The Government announced another raid on pension schemes by saying it would restrict higher rate tax relief. There are two main aspects to the changes.

  • From 6th April 2011, tax relief on pension contributions will be restricted for those with taxable income over £150,000. Relief will be tapered down to a minimum of 20% where income exceeds £180,000. The restriction in relief applies regardless of whether contributions are made by the individual, their employer or a third party.
  • Complex and wide ranging rules apply immediately to try and thwart individuals who might want to top-up their pensions ahead of the new rules in 2011. This would seem to put a stop to transitional pension planning for those not currently making regular pension contributions and wishing to make contributions in excess of £20,000. It will be of particular concern to those relying on the Annual Allowance and Lifetime Allowance to defer contributions to later life, focussing on debt repayment and providing for children in the early years.

In order to encourage saving we need a long term stable pension and savings market, rather than a complex system which is prone to constant change and tinkering.
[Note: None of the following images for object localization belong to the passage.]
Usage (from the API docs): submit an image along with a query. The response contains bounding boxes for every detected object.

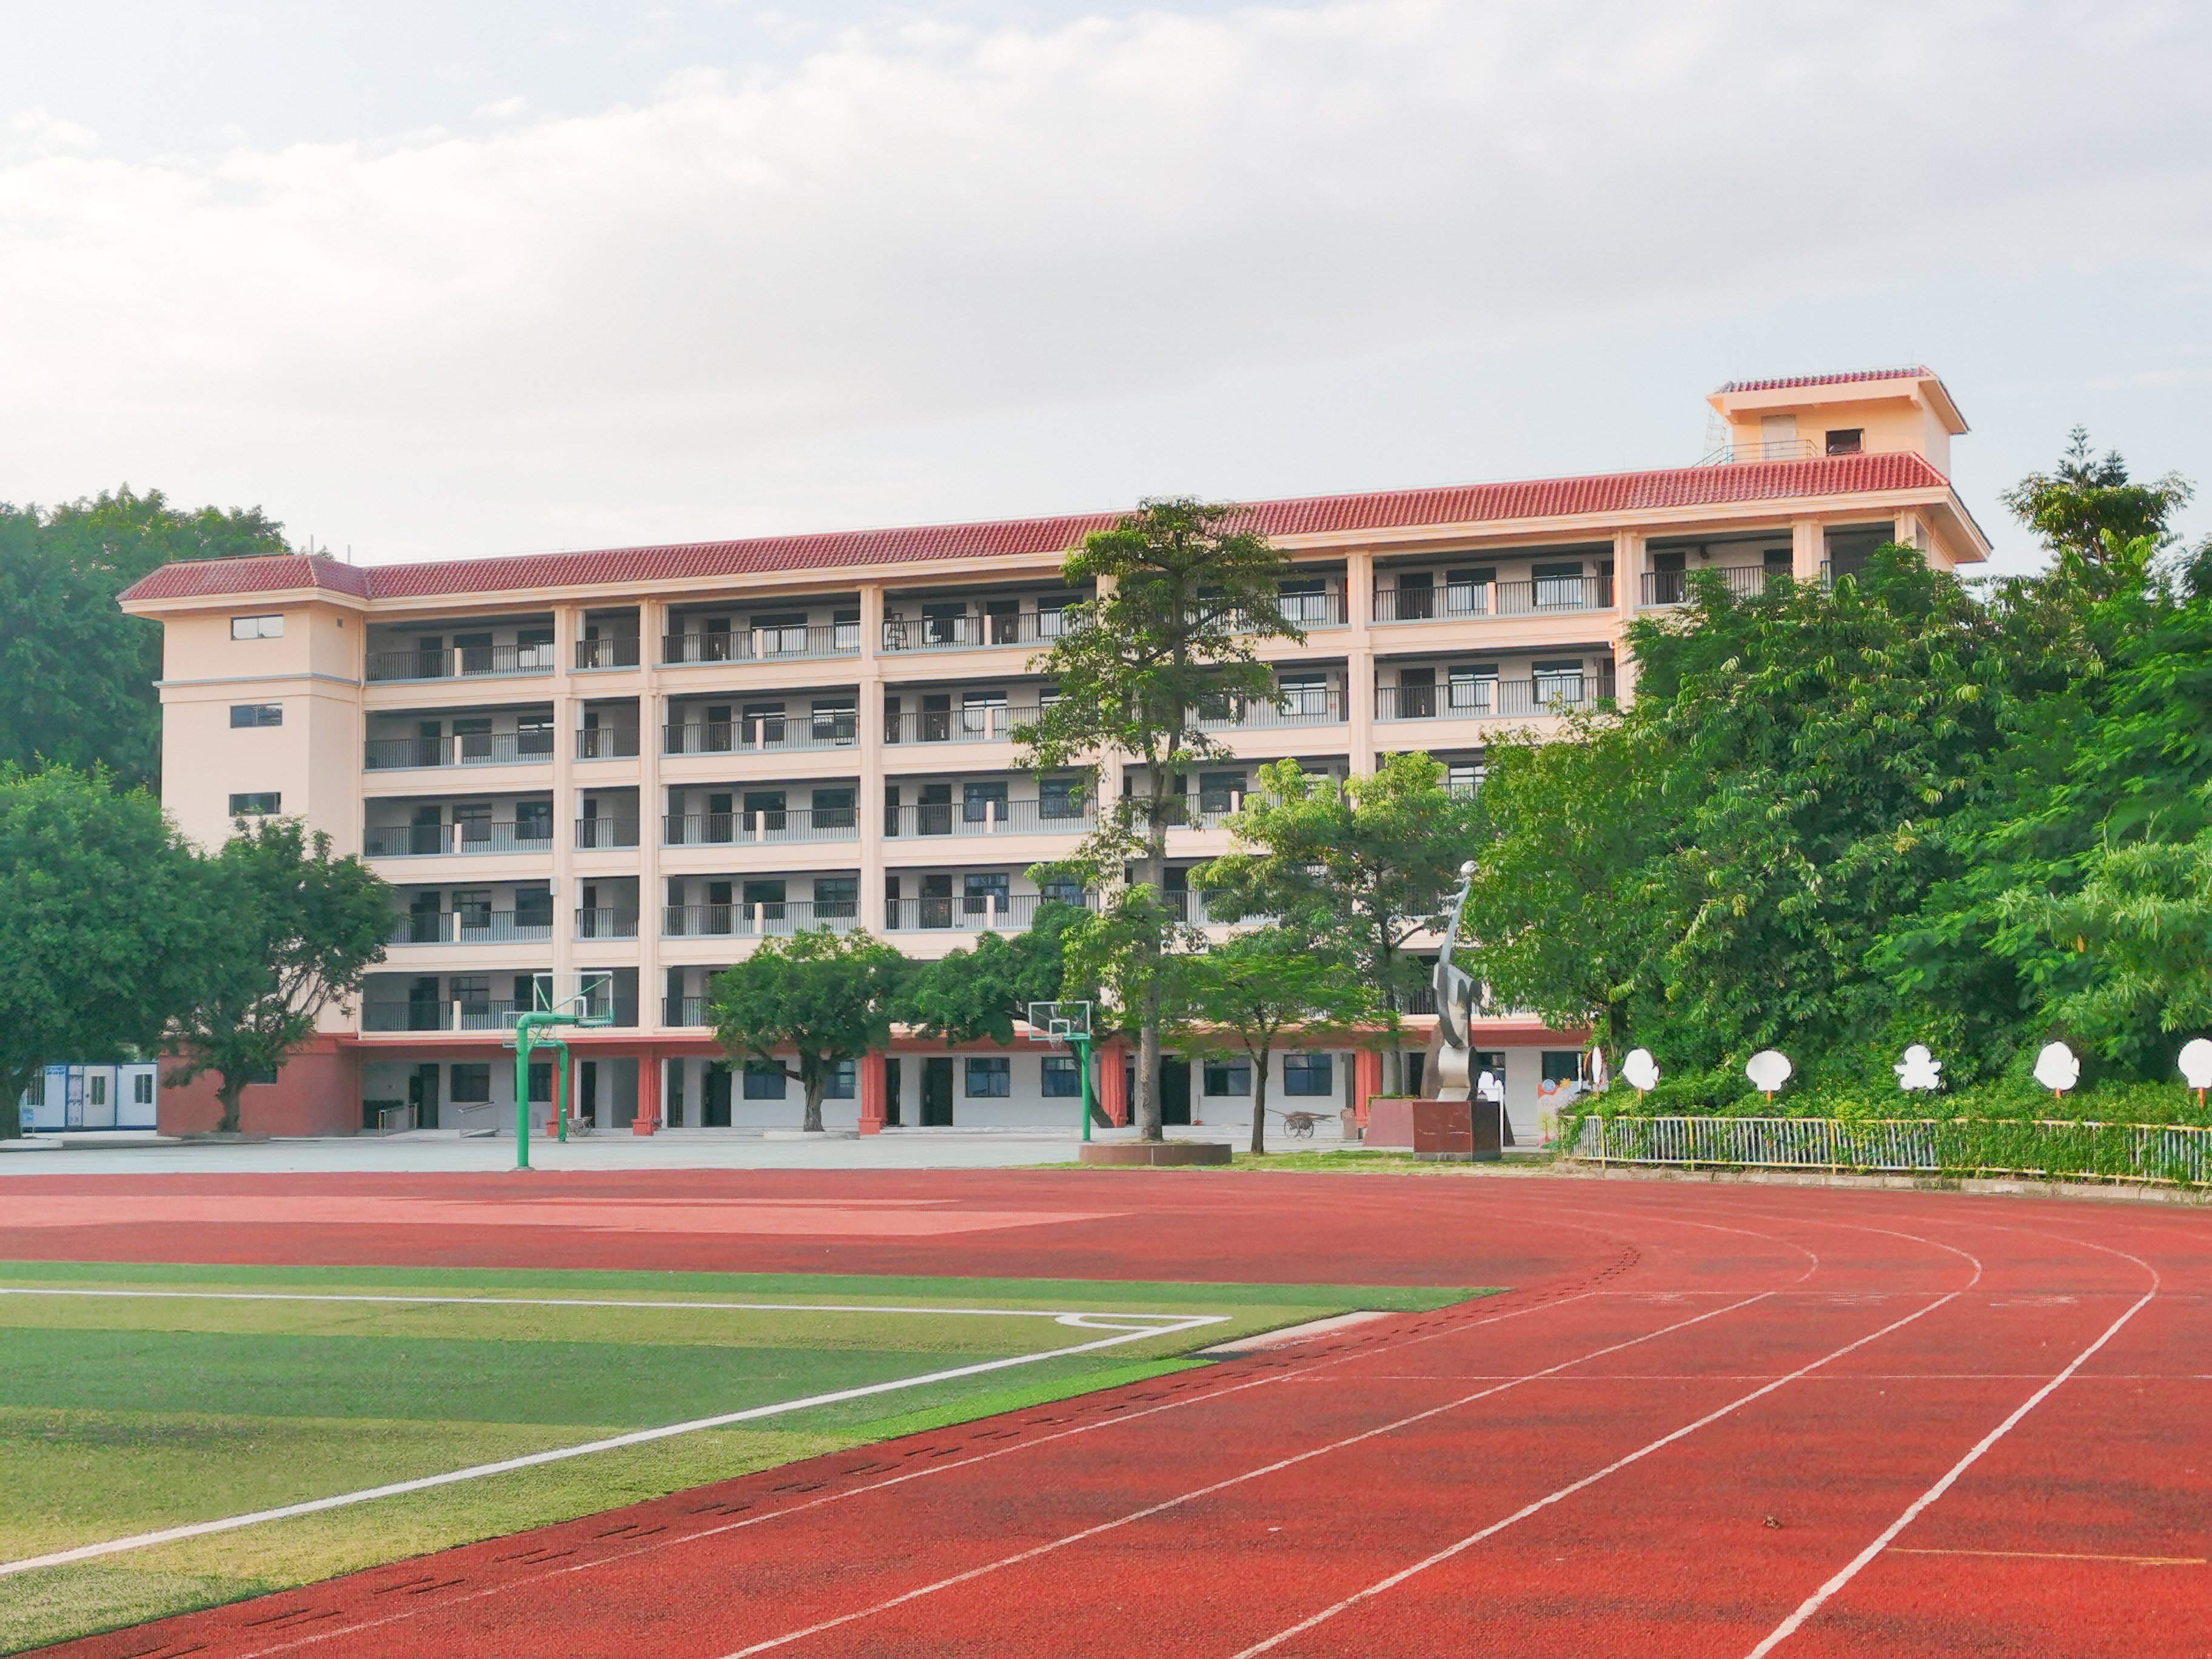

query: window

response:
[1825,428,1864,456]
[743,1061,788,1099]
[1282,1053,1334,1098]
[1203,1057,1252,1097]
[133,1073,154,1105]
[528,1063,552,1104]
[1198,771,1245,813]
[1541,1051,1583,1085]
[823,1058,857,1100]
[1042,1054,1080,1098]
[1278,671,1328,717]
[813,876,859,917]
[1040,874,1087,908]
[1041,776,1087,820]
[88,1074,107,1107]
[1447,761,1483,796]
[966,1056,1010,1098]
[230,704,283,728]
[1448,665,1497,712]
[449,1064,491,1103]
[229,792,281,816]
[247,1064,280,1085]
[230,614,284,640]
[1532,660,1585,706]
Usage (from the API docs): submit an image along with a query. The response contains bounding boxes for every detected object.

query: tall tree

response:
[1197,753,1480,1091]
[164,819,393,1134]
[0,488,290,791]
[1999,427,2191,577]
[1182,926,1374,1155]
[1016,497,1302,1139]
[708,930,908,1133]
[0,765,210,1138]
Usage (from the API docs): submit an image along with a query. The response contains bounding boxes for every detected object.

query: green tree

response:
[1017,497,1302,1139]
[0,765,210,1138]
[1197,753,1480,1092]
[708,930,908,1133]
[0,488,290,791]
[164,819,393,1134]
[1182,926,1375,1155]
[1999,427,2191,575]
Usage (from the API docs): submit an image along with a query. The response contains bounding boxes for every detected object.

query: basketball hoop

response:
[1026,1002,1097,1141]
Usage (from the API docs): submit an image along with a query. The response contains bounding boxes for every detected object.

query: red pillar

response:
[1096,1041,1129,1127]
[632,1050,660,1134]
[1354,1047,1382,1129]
[858,1050,886,1135]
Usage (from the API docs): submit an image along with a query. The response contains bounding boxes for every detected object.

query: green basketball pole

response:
[1076,1033,1093,1142]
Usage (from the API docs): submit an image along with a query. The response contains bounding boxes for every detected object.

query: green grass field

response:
[0,1261,1483,1654]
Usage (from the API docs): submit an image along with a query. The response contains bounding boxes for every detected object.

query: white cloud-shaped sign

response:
[2179,1039,2212,1091]
[1895,1045,1943,1091]
[2033,1041,2080,1094]
[1621,1048,1660,1092]
[1744,1050,1792,1094]
[1589,1048,1607,1090]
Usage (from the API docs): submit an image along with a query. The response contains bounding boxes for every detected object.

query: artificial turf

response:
[0,1261,1485,1653]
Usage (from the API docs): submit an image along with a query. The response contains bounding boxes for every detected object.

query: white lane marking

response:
[0,1312,1222,1579]
[714,1292,1786,1657]
[0,1285,1191,1327]
[1232,1290,1966,1658]
[1741,1259,2161,1657]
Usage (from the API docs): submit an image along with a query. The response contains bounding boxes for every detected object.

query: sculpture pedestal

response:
[1362,1096,1501,1162]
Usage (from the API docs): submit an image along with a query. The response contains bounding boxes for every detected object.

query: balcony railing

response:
[363,822,555,858]
[885,703,1044,745]
[1267,591,1348,629]
[1696,437,1820,465]
[574,907,641,940]
[663,714,860,755]
[575,636,642,670]
[882,892,1091,932]
[1373,575,1613,622]
[663,996,709,1027]
[663,623,859,664]
[386,910,556,946]
[364,731,555,770]
[663,900,863,938]
[365,643,557,683]
[575,726,640,760]
[362,999,525,1033]
[1639,565,1785,606]
[574,817,642,850]
[1190,689,1345,731]
[883,799,1095,839]
[881,607,1078,652]
[1375,676,1616,721]
[664,808,860,846]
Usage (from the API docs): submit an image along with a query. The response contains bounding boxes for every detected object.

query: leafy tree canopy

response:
[1179,924,1374,1155]
[708,930,908,1133]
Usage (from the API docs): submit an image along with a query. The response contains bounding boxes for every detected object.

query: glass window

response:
[230,614,283,639]
[964,872,1011,919]
[743,1061,788,1099]
[966,1056,1010,1097]
[1041,776,1087,819]
[813,876,859,917]
[1282,1053,1334,1098]
[1825,428,1864,456]
[1541,1050,1583,1084]
[134,1073,154,1105]
[228,792,281,815]
[1041,1054,1080,1098]
[823,1058,857,1100]
[1040,874,1088,908]
[229,704,283,728]
[1203,1057,1252,1097]
[449,1064,491,1104]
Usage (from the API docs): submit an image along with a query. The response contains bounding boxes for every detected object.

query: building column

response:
[1346,545,1377,776]
[1609,529,1642,704]
[858,1049,886,1135]
[551,603,581,1004]
[1354,1046,1383,1127]
[1893,509,1927,554]
[632,1048,660,1133]
[857,581,887,931]
[637,598,666,1031]
[1791,515,1823,582]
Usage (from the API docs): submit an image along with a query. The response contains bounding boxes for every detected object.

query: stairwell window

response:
[230,614,284,640]
[230,704,283,728]
[1825,428,1864,456]
[229,792,281,816]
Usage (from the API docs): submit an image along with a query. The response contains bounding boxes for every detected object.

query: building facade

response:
[119,368,1985,1141]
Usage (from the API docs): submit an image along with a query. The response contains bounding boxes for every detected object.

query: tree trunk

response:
[0,1065,27,1141]
[1249,1044,1270,1156]
[216,1078,245,1136]
[1135,759,1167,1142]
[802,1064,825,1134]
[1379,936,1405,1095]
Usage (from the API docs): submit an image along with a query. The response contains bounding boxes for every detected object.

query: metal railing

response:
[663,996,709,1027]
[386,910,556,945]
[884,704,1044,745]
[1375,676,1615,721]
[363,822,555,857]
[364,731,555,770]
[1569,1115,2212,1187]
[1695,437,1821,465]
[1640,565,1786,606]
[883,799,1094,839]
[573,907,640,939]
[662,900,863,937]
[1373,575,1612,621]
[574,817,640,849]
[575,726,640,760]
[664,808,861,845]
[365,642,558,682]
[575,636,641,669]
[881,608,1079,652]
[362,999,527,1033]
[882,892,1091,932]
[663,623,859,663]
[1268,591,1348,628]
[663,715,860,754]
[1190,689,1344,730]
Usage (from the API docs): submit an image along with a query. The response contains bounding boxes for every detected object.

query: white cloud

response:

Yet further changes make retirement planning ever more challenging, especially for those already suffering from the impact of market falls on their pension funds.

Individual Savings Accounts (ISAs)

The Individual Savings Account (ISA) limit increases to £10,200 from the current £7,200 (up to £5,100 can be in cash). The new limit will be available to people aged 50 and over from 6th October 2009 and available to all from 6th April 2010. We welcome the increase but it would have been helpful to introduce this immediately as staggering dates will create an administrative burden.

Capital Gains Tax

There is no change to the Capital Gains Tax rate of 18% with an annual exemption on the first £10,100 of gains in 2009/10. Such a difference in the level of taxation between capital and income will mean higher rate tax payers will be keen to generate capital gains in place of income.

Basic State Pension

The Basic State Pension is usually based on Retail Prices Index (RPI) in September. RPI is predicted to be -3% in September 2009 but the Government has already vowed that the Basic State Pension will rise by a minimum of 2.5%, irrespective of the RPI level.

Venture Capital Trusts (VCTs) and Enterprise Investment Schemes (EISs)

For VCT and EIS investments, there are some relaxations to the time limits for investment within the scheme. In addition, it will be possible to carry back EIS income tax relief in full to the previous tax year.

VAT

The standard rate of VAT was temporarily reduced to 15% from 1st December 2008 and will return to 17.5% from 1st January 2010.

Property Stamp Duty

The stamp duty ‘holiday’ for properties up to £175,000 is extended until 31st December 2009 which will provide relief for struggling first time buyers. To provide further stimulus, it would be helpful if the stamp duty taxation system could be changed to an incremental basis like income tax to avoid pricing anomalies. There will also be more support for those struggling with mortgages through job losses and more efforts to kick start mortgage lending.

Cars Scrapping Scheme

The cars scrapping scheme will go ahead from next month through to March 2010, allowing a £2,000 credit for trading in a car over ten years old.